Interneuron Origins in the Embryonic Porcine Medial Ganglionic Eminence
Casalia et al., Journal of Neuroscience. 2021.
https://pubmed.ncbi.nlm.nih.gov/33637558/
The authors report that transcription factor expression patterns in porcine embryonic subpallium are similar to rodents. Their findings reveal that porcine embryonic MGE progenitors could serve as a valuable source for interneuron-based xenotransplantation therapies. They demonstrate that porcine medial ganglionic eminence exhibits a distinct transcriptional and interneuron-specific antibody profile, in vitro migratory capacity, and are amenable to xenotransplantation. This is the first comprehensive examination of embryonic interneuron origins in the pig; because a rich neurodevelopmental literature on embryonic mouse medial ganglionic eminence exists (with some additional characterizations in monkeys and humans), their work allows direct neurodevelopmental comparisons with this literature. Supported by ORIP (U42OD011140) and NINDS.
A Pulsatile Release Platform Based on Photo-Induced Imine-Crosslinking Hydrogel Promotes Scarless Wound Healing
Zhang et al., Nature Communications. 2021.
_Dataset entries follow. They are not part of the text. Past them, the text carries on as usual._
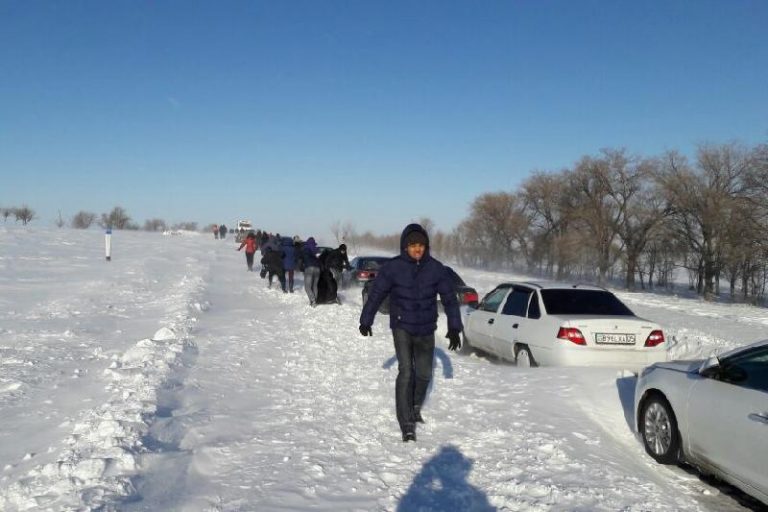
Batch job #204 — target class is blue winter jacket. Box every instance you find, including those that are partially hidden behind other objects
[301,237,320,268]
[360,224,462,336]
[280,236,296,270]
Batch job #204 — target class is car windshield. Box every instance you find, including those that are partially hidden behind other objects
[541,289,633,316]
[446,267,467,286]
[360,258,389,270]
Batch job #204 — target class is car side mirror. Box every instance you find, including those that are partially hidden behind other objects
[699,355,720,378]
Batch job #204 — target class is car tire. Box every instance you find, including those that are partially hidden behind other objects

https://pubmed.ncbi.nlm.nih.gov/33723267/
Skin wound healing is a dynamic and interactive process involving the collaborative efforts of growth factors, extracellular matrix (ECM), and different tissue and cell lineages. Although accumulating studies with a range of different model systems have increased our understanding of the cellular and molecular basis underlying skin scar formation, they have not been effectively translated to therapy. Development of effective therapeutic approaches for skin scar management is urgently needed. In this study, team of investigators devise a water-oil-water double emulsion strategy to encapsulate proteins within a photo-crosslinkable poly-lactic-co-glycolic acid (PLGA) shell, which can produce microcapsules with pulsatile drug release kinetics after administration. The results show that pulsatile release of the TGF-β inhibitor can accelerate skin wound closure while suppressing scarring in murine skin wounds and large animal preclinical models, suggesting that it could be an effective approach to achieve scarless wound healing in skin. Supported by ORIP (R01OD023700).